In its decision, against which the Russian state media has announced that it is appealing, the EU court argues in particular that this “temporary ban” does not “call into question” the freedom of expression “as such” unlike so claimed the Russian state media, sanctioned after Moscow’s invasion of Ukraine.

“We are going to take similar pressure measures targeting the Western media working in our country,” Kremlin spokesman Dmitry Peskov told reporters. “We are not going to let them work in our country either,” he added.

Accused of being instruments of “disinformation” by the Kremlin, the media Sputnik and RT (including its French-language version RT France) were banned from broadcasting in the EU from March 2, on television and on the internet, following to an agreement between the Twenty-Seven shortly after the start of the war.

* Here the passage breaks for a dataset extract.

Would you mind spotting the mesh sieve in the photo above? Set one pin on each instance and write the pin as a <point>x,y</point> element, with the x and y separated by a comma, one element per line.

The French situation is particular because, since the suspension of RT in Germany at the end of 2021, France was the only EU Member State to host an RT subsidiary on its soil.

In its judgment on Wednesday, the court found that “RT France’s restrictions on freedom of expression (…) are proportionate, in that they are appropriate and necessary, to the aims sought”, namely to prevent the “propaganda” in support of “the military aggression of Ukraine by the Russian Federation” during “broadcasts broadcast on television and on the Internet by a media fully financed by the Russian state”.

These measures, “as long as they are temporary and reversible, do not disproportionately affect the essential content of RT France’s freedom of enterprise”.